Dr. Charles and Dr. Turner point out that the AHS guidelines use the term “cost effective” – that it is better to use the cheaper, older drugs first. “Ineffective treatment of a patient for 8 weeks before using CGRP blocking therapies and using 2 triptans before a gepant is cost ineffective,” they said. “Inadequate delayed treatment results in loss of work productivity and loss of school and family participation and excessive use of ER visits. These guidelines forget that we ameliorate current disability and prevent chronification by treating with the most effective abortive and preventive therapies which may not commence with the cheaper old drugs.”

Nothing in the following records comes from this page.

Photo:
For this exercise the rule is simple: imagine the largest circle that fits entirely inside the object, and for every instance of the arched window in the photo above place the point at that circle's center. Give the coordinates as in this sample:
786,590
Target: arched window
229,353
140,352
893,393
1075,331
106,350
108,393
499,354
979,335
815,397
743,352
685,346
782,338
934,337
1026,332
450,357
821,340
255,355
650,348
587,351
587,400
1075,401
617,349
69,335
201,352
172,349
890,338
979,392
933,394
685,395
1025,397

They explain: “Of course, we would use a beta-blocker for comorbid hypertension and/or anxiety, and venlafaxine for comorbid depression. And if a patient is pain free in 2 hrs with no adverse effects from a triptan used less than 10 times a month, it would not be appropriate to switch to a gepant. However, a treatment naive migraineur with accelerating migraine should have the option of going directly to a gepant and CGRP blocking MAB.” Dr. Charles and Dr. Turner concur that the phrase in the AHS consensus statement regarding the staging of therapy – two triptans before a gepant and two oral preventatives for 8 weeks before a CGRP MAB – “should be removed so that the CGRP drugs get the equal credit they deserve, as can be attested to by the migraine voices of lives saved by the sound research that led to their development and approval by the FDA.”

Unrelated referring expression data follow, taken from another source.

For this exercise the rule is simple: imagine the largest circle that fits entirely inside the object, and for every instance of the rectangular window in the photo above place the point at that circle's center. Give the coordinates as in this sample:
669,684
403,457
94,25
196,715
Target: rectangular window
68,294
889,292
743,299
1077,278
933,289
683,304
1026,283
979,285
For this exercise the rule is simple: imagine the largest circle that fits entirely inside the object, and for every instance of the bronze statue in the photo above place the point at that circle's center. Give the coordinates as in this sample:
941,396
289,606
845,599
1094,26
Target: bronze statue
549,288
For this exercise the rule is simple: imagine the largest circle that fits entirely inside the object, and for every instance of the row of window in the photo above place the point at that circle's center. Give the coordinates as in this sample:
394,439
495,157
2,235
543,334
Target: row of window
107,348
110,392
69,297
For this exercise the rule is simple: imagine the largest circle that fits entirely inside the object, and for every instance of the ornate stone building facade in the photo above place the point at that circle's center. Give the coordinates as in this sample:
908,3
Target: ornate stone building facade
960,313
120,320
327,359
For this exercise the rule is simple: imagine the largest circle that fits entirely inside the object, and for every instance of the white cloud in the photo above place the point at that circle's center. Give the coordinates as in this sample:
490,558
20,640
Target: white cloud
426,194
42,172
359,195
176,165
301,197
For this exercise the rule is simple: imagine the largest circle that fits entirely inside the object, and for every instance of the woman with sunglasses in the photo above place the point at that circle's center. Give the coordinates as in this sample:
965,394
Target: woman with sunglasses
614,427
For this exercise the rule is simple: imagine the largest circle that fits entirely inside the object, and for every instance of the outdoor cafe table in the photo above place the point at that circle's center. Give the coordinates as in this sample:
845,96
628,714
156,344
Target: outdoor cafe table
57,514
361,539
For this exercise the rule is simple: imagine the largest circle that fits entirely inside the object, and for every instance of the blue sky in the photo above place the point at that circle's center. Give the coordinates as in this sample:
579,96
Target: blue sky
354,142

Ultimately, Dr. Charles and Dr. Turner said, “the final decision on treatment should be made by the physician and patient, not the insurance company or consensus statements.”

Alan Rapoport, MD, clinical professor of neurology at the University of California, Los Angeles, former president of the International Headache Society, and editor-in-chief of Neurology Reviews, said, “Although I think the consensus statement is well done, and the authors have the right to make the statements they have made, Drs. Charles and Turner are excellent experienced clinicians and they should be heard. They properly state that the restrictive statements highlighted by the authors have already been used by insurance companies to prevent access to the more expensive but more effective therapies with fewer adverse effects.”

Dr. Rapoport goes on to say, “I believe that the patient’s individual headache history and past responses to therapies must be analyzed by the treating physician and an appropriate treatment be agreed upon between the patient and doctor. It is time to let experienced headache-interested doctors make their own correct decision about treatment without the heavy hand of the insurance company, which is often more intent on saving money than helping the patient.

Suggested reading

Hepp Z et al. Adherence to oral migraine-preventive medications among patients with chronic migraine. Cephalalgia. 2015;35(6):478-88.

Alam A et al. Triptan use and discontinuation in a representative sample of persons with migraine: Results from Migraine in America Symptoms and Treatment (MAST) study. Headache. 2018;58:68‐69.

Buse DC et al. Adding additional acute medications to a triptan regimen for migraine and observed changes in headache-related disability: Results from the American Migraine Prevalence and Prevention (AMPP) study. Headache. 2015 Jun;55(6):825-39.